INVESTMENT PRINCIPLES & CHECKLISTS
• Good checklists are precise, efficient, easy to use even under difficult conditions, do not try to spell out
everything, and provide reminders of only the most critical and important steps; the power of checklists
is limited
o Bad checklists are vague, imprecise, too long, hard to use, impractical, and try to spell out every
single step
• Do-confirm checklist: perform jobs/tasks from memory and experience, but then stop, run the checklist
and confirm that everything was done correctly
• Read-do checklist: carry out tasks as they are checked off – more like a recipe
PROCESS
Focus on original source documents, working from in to out
• SEC fillings
o Read 10-Qs, 10-Ks, proxies and other filings in reverse chronological order
• Press releases and earnings calls/transcripts
• Other public information
o Court documents, real estate records, etc.
• Industry publications
• Third-party analysts
o Sell-side research only as a consensus-checking exercise
• Research the company’s competitors with the same process
o Research and speak to competitors, (former) employees, and people in the supply chain
• Estimate valuation before looking at market valuation
o Valuation – What would a rational, long-term, private buyer would pay in cash today for the
entire business?
▪ Asset value
▪ Earning power
• if EP >NAV, then franchise value
▪ Growth value
• Requirements
o Large, well understood margin of safety
o Reinvestment opportunities for capital in the business
o Quality, ownership stake, and shareholder-orientation of management
o Ability to bear pain, both the company’s and my own
Munger’s “Four Filters”
• Understand the business
• Sustainable competitive advantages (aka, favorable long-term economics)
• Able and trustworthy management
• Price that affords a margin of safety (aka, a sensible purchase price)
Pause Points in the Process
➔ Always think in terms of Process + Patience
➔ How big is the margin of safety? How reliable is it? Why?
Pause #1
▪ Are the business and its securities able to be understood and valued?
o Avoid loss by
Pause #2
▪ Go back through all financial disclosure looking for information and context missed the first time
o Patterns/trends
▪ Level and quality of disclosure
o Specifics (see next section)
Pause #3 – final checks
▪ What can go wrong? Do a “pre-mortem”
▪ How can capital be permanently impaired by this investment?
▪ What are the probabilities? Are the odds heavily in my favor?
▪ What is the time horizon?
▪ How attractive is the opportunity? Namely, how attractive is compared to my best current
investment?
Munger’s “two-track analysis”
• First, lay out and deeply understand the rational factors that govern the situation under consideration
• Second, focus attention on psychological missteps – either your own or those of other investors
“The Most Important Things”
o Margin of safety
o Balance sheet
▪ Capital structure and liquidity
▪ Asset value
o Cash flow
▪ Realistic and reliable owner’s earnings (especially a few years from now)
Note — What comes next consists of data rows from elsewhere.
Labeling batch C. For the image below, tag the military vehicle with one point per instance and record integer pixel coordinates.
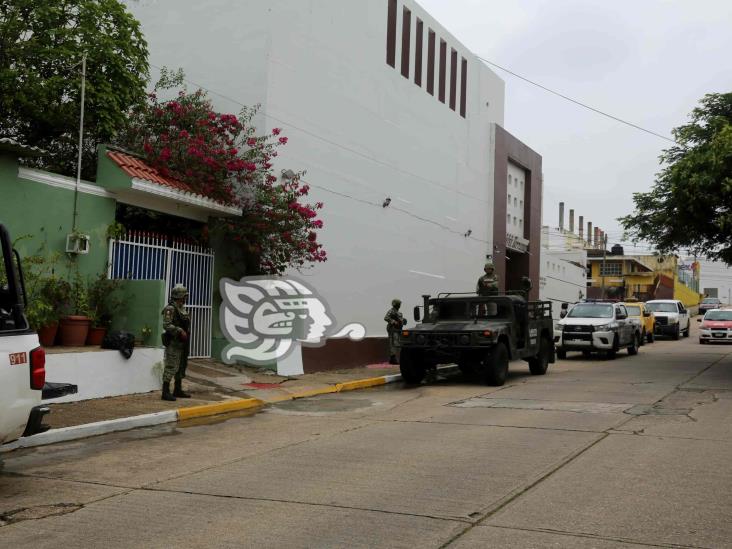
(479, 333)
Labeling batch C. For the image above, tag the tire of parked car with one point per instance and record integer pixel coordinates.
(495, 369)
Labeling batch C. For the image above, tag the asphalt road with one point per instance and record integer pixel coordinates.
(626, 453)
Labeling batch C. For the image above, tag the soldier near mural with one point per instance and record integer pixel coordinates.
(488, 283)
(176, 326)
(394, 322)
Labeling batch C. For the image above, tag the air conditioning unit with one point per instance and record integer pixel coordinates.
(77, 243)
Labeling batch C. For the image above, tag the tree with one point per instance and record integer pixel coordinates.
(220, 156)
(690, 204)
(41, 47)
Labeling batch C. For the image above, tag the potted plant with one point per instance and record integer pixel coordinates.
(44, 308)
(74, 327)
(104, 302)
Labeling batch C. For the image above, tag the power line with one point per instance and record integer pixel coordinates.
(581, 104)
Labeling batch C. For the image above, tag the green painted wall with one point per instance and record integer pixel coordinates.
(145, 300)
(46, 214)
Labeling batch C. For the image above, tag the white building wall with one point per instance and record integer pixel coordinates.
(361, 130)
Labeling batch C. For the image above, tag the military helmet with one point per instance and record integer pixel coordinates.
(179, 292)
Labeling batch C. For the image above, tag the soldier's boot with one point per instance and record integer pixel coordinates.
(178, 392)
(167, 395)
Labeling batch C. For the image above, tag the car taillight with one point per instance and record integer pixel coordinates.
(38, 368)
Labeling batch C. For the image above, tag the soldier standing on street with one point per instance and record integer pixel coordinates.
(176, 326)
(488, 283)
(394, 322)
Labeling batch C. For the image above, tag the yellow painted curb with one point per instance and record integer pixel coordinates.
(218, 408)
(361, 384)
(316, 392)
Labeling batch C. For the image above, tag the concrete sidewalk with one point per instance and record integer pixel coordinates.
(215, 388)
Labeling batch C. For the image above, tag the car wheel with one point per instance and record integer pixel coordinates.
(410, 366)
(495, 369)
(539, 364)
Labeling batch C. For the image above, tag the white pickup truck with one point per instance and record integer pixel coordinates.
(23, 386)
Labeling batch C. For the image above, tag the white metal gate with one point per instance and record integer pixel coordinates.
(148, 256)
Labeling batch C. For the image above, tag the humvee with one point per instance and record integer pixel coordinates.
(479, 333)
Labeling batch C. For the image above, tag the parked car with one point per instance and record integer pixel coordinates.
(645, 320)
(709, 303)
(23, 385)
(672, 318)
(715, 326)
(596, 326)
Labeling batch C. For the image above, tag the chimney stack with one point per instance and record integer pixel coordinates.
(561, 217)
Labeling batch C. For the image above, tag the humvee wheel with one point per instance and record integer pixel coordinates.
(495, 368)
(409, 365)
(539, 364)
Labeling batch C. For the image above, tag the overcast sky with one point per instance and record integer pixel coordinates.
(646, 61)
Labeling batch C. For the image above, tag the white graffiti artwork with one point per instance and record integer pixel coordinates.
(262, 318)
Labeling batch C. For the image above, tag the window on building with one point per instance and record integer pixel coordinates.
(611, 268)
(418, 53)
(431, 62)
(391, 34)
(443, 71)
(463, 87)
(406, 40)
(453, 79)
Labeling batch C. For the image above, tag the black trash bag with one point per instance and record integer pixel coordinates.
(124, 342)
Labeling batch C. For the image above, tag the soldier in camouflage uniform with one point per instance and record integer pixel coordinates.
(488, 283)
(176, 325)
(394, 322)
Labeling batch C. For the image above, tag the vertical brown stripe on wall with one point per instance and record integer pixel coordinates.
(443, 70)
(418, 53)
(431, 62)
(406, 40)
(453, 78)
(391, 34)
(463, 87)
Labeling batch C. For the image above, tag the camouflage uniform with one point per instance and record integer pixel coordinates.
(488, 283)
(394, 322)
(176, 326)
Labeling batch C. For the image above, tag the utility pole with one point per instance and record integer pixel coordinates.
(81, 140)
(604, 258)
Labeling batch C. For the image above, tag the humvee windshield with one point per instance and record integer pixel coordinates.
(463, 310)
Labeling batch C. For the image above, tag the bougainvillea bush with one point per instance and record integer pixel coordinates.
(221, 156)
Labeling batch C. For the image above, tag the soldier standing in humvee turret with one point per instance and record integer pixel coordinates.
(176, 325)
(394, 323)
(488, 283)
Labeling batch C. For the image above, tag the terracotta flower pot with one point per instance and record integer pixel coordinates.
(73, 330)
(96, 335)
(47, 334)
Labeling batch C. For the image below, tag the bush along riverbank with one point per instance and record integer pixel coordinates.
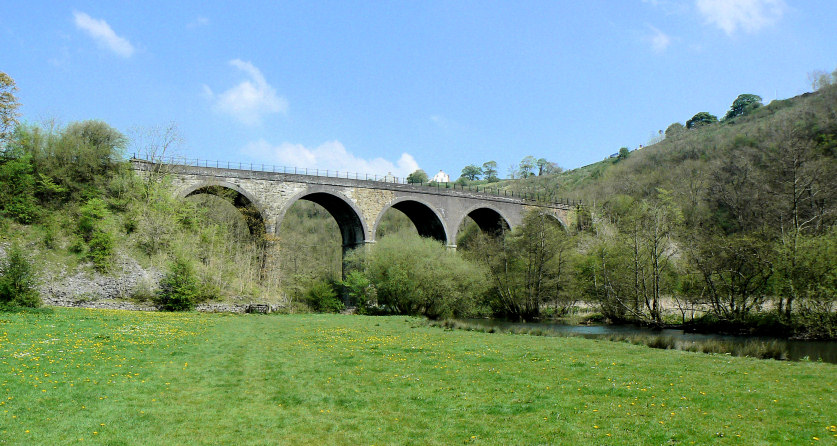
(665, 339)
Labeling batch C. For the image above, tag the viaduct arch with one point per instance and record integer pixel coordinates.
(357, 205)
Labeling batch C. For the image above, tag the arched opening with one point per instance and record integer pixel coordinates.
(393, 222)
(480, 221)
(315, 233)
(347, 218)
(489, 221)
(230, 242)
(252, 217)
(423, 217)
(309, 246)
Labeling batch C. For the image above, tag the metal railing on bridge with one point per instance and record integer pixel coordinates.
(539, 197)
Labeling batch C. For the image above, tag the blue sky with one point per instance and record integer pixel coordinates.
(379, 87)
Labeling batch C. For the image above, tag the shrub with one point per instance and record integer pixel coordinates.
(101, 250)
(179, 288)
(419, 276)
(94, 229)
(17, 280)
(17, 188)
(359, 290)
(322, 298)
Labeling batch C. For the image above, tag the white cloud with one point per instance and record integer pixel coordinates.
(331, 156)
(659, 40)
(749, 15)
(198, 22)
(102, 33)
(249, 100)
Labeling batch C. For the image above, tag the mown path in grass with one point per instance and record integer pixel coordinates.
(112, 377)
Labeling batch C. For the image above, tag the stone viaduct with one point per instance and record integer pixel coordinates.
(355, 202)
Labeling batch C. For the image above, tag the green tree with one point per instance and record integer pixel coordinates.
(17, 189)
(734, 272)
(674, 129)
(471, 172)
(178, 288)
(359, 289)
(322, 298)
(8, 107)
(701, 119)
(546, 167)
(419, 176)
(743, 105)
(419, 276)
(526, 166)
(623, 153)
(527, 267)
(489, 169)
(94, 228)
(17, 280)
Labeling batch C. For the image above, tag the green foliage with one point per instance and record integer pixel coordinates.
(674, 130)
(528, 267)
(419, 276)
(322, 298)
(526, 166)
(489, 169)
(79, 160)
(806, 273)
(419, 176)
(359, 289)
(8, 107)
(743, 105)
(624, 152)
(734, 272)
(94, 228)
(179, 288)
(17, 188)
(17, 279)
(471, 172)
(701, 119)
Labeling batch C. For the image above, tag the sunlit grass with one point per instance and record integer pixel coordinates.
(115, 377)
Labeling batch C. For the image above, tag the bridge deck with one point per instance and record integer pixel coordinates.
(346, 179)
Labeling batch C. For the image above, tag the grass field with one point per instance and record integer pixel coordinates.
(113, 377)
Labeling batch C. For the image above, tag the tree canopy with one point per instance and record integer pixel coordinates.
(701, 119)
(489, 169)
(471, 172)
(743, 104)
(8, 106)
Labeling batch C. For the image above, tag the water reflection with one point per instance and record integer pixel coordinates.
(795, 349)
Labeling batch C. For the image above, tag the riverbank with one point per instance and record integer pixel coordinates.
(120, 377)
(662, 338)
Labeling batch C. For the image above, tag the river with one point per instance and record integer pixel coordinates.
(795, 349)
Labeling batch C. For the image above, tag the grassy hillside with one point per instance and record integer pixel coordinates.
(113, 377)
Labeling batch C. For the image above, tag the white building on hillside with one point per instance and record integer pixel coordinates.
(441, 177)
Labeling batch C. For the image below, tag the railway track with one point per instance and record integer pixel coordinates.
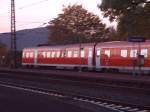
(77, 76)
(71, 95)
(110, 104)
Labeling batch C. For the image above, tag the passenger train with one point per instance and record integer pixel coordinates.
(115, 55)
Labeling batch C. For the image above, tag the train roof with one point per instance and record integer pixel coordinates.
(61, 46)
(122, 44)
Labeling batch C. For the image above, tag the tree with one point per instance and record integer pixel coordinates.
(74, 25)
(132, 16)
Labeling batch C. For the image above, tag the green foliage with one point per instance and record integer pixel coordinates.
(132, 16)
(74, 25)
▪ Can cash be reinvested at attractive compound rates?
▪ How has management allocated capital?
Initial ideas to consider in the process
1. Separate the business from the balance sheet
• How is the business capitalized? Is it sustainable? Is it relatively efficient/optimal?
• What are the assets worth? Liquidation value and reproduction value
• Are there any “hidden” assets or liabilities?
o Excess cash, real estate, LIFO, etc.
o Pension, legal liability, litigation, operational malfeasance, funding/liquidity puts, etc.